While tropical milkweed is beautiful, and more readily available and adaptable, it is detrimental to the struggling monarch population for 3 reasons:
It can carry OE disease. The ophryocystis elektroscirrha (OE) is a protozoan parasite that infects butterflies that host on milkweed. Its life cycle starts as a microscopic spore that breaks open when ingested by a caterpillar. Within the caterpillar, it grows and multiplies. Because a parasite depends on its host for its own life, OE rarely kills the caterpillar, but the disease affects the development of the adult butterfly while pupating, and adults emerge weak and often with crippled wings. An adult butterfly with OE has no chance of survival when wings are malformed. [Source]

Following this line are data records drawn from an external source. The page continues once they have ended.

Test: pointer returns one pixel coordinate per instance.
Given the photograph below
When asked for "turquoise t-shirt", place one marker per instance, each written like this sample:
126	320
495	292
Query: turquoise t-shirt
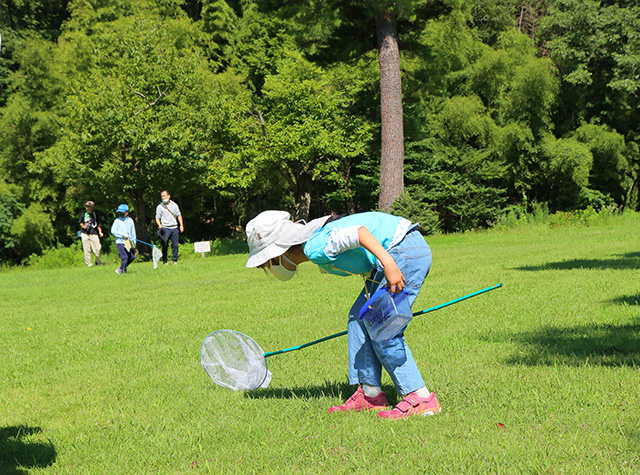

It has a longer blooming season that throws off the monarchs' migration patterns. Some tropical milkweed and monarch enthusiasts will cut back their tropical milkweed to simulate dormancy.
It doesn't have much of the toxin native milkweed has, so the butterflies won't taste bad/be poisonous, which will cause predators to eventually learn to ignore their markings & eat more of them.
Beautiful but deadly.
They can only be viewed under a microscope.
This is what it does.
Here's a monarch I raised indoors until it finished metamorphosing from a caterpillar into a butterfly. I released it January 11th, 2022. While raising caterpillars indoors until they're butterflies can help the monarch population by keeping them safe from predators, it is difficult to keep them fed with fresh milkweed. They eat so much of it, and the stems will wither if kept out of the fridge after harvesting for more than a couple days (even if given plant food and kept in water), I found myself harvesting stems every other day, which was destroying the milkweed plants I was taking the stems from. It's a much more effective strategy to invest in planting milkweed.
Female monarch butterflies lay 300-500 eggs over two to five weeks of egg laying [source], so the issue if we want to quickly expand their numbers isn't to help them avoid predation as much as it is to help them avoid starvation.